Now I find myself unbelievably HAPPY, even though I didn’t even want to go down this road in the first place.  Explain that one to me!  I guess it’s just another one of those MYSTERIES OF MIDLIFE…

I’m now busy preparing to do a presentation with Katy Piotrowski for our Larimer County September Symposium on September 25th.  Our topic:  How to teach old dogs fabulous new tricks. Our goal is to motivate others to take a chance on changing their lives.

At the last talk I presented, the first question at the end was, do you have to hit bottom before you can really start changing your life?  My only response was, “I did.”  If those fortuitous misfortunes had not happened, I don’t know where I’d be now.  I apparently needed to get desperate enough before I could admit to myself that my life was not working, thus inspiring me to change everything.

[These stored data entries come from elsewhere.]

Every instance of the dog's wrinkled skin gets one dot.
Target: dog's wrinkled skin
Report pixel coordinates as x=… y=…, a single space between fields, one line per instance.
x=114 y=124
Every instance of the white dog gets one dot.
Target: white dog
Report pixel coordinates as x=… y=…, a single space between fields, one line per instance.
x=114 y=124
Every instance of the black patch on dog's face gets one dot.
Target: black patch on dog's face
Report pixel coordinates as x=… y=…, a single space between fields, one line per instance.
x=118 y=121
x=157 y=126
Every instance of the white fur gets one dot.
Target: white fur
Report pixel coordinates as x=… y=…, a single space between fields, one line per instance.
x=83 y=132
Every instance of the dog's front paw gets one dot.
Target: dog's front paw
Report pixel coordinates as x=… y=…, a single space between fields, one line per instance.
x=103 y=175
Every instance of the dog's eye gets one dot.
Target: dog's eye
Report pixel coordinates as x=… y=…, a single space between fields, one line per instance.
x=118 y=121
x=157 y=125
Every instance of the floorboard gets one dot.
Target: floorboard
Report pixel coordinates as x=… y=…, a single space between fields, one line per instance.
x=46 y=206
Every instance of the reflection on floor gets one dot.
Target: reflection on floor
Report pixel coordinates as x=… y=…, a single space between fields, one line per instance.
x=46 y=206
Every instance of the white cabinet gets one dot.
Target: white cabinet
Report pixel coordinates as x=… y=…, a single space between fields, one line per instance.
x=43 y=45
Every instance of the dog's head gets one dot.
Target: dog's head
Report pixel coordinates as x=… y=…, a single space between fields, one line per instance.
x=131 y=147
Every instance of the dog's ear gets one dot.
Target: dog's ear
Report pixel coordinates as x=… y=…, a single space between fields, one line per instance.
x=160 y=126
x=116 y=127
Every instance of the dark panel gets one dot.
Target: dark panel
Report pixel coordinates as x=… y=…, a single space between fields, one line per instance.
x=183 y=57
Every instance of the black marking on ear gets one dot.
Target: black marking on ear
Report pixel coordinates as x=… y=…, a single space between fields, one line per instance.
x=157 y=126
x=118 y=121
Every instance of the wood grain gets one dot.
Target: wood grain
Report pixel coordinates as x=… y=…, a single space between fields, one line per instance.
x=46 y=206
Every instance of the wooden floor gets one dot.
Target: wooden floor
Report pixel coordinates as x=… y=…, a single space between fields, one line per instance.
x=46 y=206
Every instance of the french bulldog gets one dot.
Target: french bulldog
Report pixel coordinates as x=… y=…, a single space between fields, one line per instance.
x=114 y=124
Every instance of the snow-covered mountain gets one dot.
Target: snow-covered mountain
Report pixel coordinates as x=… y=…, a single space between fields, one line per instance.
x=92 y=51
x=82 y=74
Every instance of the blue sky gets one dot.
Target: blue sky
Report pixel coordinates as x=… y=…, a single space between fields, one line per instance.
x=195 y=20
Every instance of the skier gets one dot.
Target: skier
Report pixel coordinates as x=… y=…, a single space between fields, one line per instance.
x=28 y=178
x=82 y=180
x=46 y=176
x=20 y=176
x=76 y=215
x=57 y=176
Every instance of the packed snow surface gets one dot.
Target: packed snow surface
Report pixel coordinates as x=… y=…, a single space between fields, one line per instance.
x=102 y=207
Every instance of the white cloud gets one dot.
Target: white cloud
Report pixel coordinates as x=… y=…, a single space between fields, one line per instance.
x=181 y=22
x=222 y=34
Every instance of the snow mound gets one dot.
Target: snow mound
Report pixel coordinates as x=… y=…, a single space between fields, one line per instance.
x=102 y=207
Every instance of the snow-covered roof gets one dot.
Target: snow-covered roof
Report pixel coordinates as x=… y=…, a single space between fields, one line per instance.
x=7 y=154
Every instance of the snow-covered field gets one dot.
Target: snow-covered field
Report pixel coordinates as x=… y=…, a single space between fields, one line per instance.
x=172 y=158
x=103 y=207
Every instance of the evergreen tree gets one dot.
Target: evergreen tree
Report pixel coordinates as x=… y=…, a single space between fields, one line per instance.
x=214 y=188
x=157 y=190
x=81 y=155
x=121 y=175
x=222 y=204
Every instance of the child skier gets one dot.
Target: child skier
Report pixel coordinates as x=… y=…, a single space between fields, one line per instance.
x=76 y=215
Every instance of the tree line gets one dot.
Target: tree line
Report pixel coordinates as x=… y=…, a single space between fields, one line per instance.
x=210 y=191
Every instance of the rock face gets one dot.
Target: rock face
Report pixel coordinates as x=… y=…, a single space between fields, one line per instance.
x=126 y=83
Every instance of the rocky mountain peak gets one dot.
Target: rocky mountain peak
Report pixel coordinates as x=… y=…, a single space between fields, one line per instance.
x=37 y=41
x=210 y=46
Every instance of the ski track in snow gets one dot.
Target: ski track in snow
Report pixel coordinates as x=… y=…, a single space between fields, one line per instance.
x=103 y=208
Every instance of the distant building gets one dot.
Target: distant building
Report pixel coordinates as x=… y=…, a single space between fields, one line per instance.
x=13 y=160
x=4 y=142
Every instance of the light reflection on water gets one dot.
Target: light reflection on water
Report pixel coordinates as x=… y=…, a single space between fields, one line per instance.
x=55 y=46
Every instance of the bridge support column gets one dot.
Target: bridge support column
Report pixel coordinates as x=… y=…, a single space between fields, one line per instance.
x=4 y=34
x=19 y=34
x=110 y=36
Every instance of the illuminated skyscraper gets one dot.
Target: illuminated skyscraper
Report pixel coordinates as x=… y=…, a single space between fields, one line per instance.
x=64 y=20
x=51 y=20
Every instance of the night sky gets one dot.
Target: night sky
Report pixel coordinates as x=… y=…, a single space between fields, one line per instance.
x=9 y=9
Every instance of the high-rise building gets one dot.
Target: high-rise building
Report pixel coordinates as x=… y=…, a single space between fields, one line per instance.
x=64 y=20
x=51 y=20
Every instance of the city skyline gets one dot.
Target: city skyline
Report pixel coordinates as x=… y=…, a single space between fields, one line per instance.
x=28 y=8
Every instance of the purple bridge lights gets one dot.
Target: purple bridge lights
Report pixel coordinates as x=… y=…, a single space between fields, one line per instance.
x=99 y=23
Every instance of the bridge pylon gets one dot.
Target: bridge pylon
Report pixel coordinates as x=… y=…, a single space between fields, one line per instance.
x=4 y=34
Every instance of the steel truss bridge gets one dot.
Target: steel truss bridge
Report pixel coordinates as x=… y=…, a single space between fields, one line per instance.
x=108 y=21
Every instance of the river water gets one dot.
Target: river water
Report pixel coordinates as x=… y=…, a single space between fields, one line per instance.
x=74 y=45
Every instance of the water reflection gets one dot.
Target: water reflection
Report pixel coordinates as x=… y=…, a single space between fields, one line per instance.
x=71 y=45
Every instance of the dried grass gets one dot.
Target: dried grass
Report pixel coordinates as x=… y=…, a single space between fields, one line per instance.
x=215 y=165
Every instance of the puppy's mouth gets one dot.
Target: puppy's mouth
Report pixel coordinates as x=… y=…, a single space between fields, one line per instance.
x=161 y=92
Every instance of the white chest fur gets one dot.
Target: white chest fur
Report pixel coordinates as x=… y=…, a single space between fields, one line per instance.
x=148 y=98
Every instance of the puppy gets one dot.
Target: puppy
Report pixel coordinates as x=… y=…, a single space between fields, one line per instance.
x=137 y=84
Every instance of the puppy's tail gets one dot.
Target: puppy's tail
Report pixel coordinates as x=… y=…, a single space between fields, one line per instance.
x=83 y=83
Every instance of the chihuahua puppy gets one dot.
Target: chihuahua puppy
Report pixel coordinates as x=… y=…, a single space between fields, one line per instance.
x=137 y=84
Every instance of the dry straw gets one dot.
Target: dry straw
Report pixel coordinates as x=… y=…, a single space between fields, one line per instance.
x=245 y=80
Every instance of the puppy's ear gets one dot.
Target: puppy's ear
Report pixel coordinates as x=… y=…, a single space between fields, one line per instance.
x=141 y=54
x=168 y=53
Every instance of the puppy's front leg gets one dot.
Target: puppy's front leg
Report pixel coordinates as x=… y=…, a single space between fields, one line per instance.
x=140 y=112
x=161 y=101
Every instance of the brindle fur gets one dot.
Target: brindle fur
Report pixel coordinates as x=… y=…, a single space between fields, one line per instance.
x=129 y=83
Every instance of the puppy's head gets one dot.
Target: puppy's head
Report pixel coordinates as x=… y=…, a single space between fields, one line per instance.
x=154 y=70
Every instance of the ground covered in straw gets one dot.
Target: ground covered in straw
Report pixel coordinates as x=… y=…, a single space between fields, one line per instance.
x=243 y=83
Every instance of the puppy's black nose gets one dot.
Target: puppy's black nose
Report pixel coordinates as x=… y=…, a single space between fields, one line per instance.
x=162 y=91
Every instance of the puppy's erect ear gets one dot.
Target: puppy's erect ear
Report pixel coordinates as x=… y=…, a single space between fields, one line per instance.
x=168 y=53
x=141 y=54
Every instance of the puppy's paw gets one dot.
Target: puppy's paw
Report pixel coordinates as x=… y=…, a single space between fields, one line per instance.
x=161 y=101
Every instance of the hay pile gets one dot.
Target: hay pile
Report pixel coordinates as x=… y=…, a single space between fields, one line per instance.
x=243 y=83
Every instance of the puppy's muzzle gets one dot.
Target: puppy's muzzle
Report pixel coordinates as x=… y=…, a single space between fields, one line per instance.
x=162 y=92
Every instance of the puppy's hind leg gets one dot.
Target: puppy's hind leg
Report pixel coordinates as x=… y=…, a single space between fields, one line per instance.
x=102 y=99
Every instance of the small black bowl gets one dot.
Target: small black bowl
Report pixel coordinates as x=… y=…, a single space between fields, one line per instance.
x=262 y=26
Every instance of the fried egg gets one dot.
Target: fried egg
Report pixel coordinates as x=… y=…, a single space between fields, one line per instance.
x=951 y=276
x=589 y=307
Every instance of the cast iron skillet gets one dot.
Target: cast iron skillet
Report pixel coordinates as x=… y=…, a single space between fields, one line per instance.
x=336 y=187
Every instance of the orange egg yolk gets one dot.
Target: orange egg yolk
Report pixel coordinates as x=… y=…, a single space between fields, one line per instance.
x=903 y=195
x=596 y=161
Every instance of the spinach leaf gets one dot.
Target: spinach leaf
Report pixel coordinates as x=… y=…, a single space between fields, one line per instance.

At the risk of sounding pathologically optimistic, I now see just about every obstacle that I bump into in my life as an opportunity to learn more about myself and get better at something.

For example, divorce is simply nature’s way of telling you that you don’t quite have this whole marriage thing figured out yet.  But that’s OK!  Do-overs ARE ALLOWED!

Job loss is nature’s way of telling you that it’s time to change something major, and try to get it right this time.  Lucky us, our old job didn’t want us, now we get to go do something we might actually enjoy!

Thank goodness (and my toxic boss) I lost my last library job!  After twenty-five years, I REALLY needed a change!  And just imagine all the great things it did for my brain elasticity.